Bürgerliche Illusionen über die EU
Die EU ist kein Über-Staat, auch keiner im Entstehen, die alleinige Souveränität liegt fest in den Händen der Regierungen der Mitgliedsstaaten und nicht bei der EU-Bevölkerung, die die
entscheidenden Organe weder wählen noch abwählen kann. Wer die tatsächlichen Befugnisse der Organe und Institutionen, die Machtverhältnisse, die Entscheidungsträger innerhalb der EU einerseits und die realen Einflussmöglichkeiten der Bevölkerung bzw. der Wähler auf die
Gestaltung der Gesetzgebung und die Inhalte der Politik der EU vorurteilslos betrachtet, muss zu dem Schluss kommen, dass die EU eine praktisch demokratiefreie Zone ist, eine
Lobbyorganisation der Monopole, ein Instrument und Machtorgan der imperialistischen
europäischen Hauptstaaten gegenüber der Peripherie, wo das Finanzkapital mit den Regierungen der Mitgliedsstaaten aushandeln, welche gemeinsamen oder auch widerstreitenden imperialistischen Interessen und Ziele nach innen und außen wie, wo, wann und gegen wen oder mit wem umgesetzt werden. Eine selbst nach bürgerlichen Vorstellungen durch nichts demokratisch legitimierte Einrichtung.
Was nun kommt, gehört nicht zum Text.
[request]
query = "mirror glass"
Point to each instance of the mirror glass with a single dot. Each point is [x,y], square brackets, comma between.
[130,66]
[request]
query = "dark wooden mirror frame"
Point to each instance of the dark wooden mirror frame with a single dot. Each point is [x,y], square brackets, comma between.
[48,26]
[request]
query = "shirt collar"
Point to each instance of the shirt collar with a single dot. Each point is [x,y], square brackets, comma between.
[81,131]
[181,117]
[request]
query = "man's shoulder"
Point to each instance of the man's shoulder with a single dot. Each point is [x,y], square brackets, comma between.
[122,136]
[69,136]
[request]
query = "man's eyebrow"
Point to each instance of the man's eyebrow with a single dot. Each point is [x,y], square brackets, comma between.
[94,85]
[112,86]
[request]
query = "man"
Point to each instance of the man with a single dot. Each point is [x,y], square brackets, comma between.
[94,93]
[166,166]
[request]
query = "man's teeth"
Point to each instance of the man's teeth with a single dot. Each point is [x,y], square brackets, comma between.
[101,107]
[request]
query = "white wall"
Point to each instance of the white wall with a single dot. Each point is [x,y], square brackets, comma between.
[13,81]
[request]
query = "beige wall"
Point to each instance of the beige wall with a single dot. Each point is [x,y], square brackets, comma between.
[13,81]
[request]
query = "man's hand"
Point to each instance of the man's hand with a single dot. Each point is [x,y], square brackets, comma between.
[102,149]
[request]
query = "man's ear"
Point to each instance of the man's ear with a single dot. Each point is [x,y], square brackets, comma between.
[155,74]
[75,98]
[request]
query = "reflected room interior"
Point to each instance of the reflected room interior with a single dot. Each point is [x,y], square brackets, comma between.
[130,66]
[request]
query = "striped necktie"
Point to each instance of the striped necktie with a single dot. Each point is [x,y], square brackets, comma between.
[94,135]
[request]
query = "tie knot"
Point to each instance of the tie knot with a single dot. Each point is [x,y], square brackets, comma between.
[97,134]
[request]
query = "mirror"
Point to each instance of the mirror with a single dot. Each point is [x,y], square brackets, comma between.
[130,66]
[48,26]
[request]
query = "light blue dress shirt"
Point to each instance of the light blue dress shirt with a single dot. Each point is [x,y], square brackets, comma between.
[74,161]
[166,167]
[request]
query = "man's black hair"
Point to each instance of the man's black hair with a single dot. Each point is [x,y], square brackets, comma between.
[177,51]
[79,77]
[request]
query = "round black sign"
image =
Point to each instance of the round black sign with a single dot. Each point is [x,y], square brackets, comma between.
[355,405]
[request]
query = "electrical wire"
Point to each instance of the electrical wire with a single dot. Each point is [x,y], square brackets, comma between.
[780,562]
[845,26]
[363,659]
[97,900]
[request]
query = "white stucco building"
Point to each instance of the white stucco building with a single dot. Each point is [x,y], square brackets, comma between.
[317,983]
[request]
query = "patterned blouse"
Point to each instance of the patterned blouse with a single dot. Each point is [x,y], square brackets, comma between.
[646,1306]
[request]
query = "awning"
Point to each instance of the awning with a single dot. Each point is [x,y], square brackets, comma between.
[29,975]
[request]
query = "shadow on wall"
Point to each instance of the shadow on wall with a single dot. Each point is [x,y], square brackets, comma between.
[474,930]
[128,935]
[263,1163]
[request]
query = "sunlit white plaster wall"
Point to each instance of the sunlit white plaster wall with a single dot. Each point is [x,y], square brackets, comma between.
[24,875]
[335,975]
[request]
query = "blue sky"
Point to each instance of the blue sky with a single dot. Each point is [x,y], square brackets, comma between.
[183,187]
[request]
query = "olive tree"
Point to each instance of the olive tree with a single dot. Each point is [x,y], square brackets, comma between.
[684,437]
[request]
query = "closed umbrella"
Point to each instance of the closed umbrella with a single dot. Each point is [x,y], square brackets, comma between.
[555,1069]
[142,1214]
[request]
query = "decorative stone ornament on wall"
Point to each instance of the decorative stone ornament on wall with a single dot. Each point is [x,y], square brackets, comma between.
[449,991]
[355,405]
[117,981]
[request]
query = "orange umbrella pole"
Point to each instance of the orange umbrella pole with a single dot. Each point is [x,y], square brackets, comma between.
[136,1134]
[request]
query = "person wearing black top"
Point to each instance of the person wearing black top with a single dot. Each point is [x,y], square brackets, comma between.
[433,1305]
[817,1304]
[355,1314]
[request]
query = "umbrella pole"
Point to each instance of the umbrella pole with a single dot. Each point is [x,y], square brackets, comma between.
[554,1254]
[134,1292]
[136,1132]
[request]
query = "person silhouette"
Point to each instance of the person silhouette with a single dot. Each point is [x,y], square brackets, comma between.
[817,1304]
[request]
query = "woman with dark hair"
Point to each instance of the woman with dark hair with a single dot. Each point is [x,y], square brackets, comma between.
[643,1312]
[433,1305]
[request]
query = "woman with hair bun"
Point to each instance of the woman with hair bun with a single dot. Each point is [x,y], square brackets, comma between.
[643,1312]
Ein Genosse vergleicht die EU heute mit dem Deutschen Reich von 1871. Er leitet daraus ab, die Arbeiterbewegung habe dieses damals zu Recht akzeptiert, weil es die elende Kleinstaaterei
beendete und der bürgerlich-kapitalistischen Entwicklung sowie dem Kampf für Sozialismus einen geeigneten Rahmen gab, gleichermaßen müsse man heute auf die Forderung nach Auflösung der EU verzichten. Für das Reich von 1871 trifft das zu, es war ein großer Fortschritt auch für die Arbeiterbewegung, aber trotzdem trifft er im Kern der Sache daneben. Das Deutsche Kaiserreichwar ein reales bürgerlich-konstitutionell-multimonarchistisches einheitliches Reich mit einem realen bürgerlichen Parlament, allgemein und gleich gewählt (ohne Frauen, versteht sich, aber auch ohne preußisches Dreiklassenwahlrecht), mit allen realen bürgerlichen Funktionen und Kompetenzen, mit reichseinheitlicher Innen- und Außenpolitik, einer realen Reichsregierung samt einem real mächtigen Reichskanzler, also ein Staat im klassischen Sinne des Wortes. Vergleichbares ist in der EU nicht zu finden, wie wir sehen werden.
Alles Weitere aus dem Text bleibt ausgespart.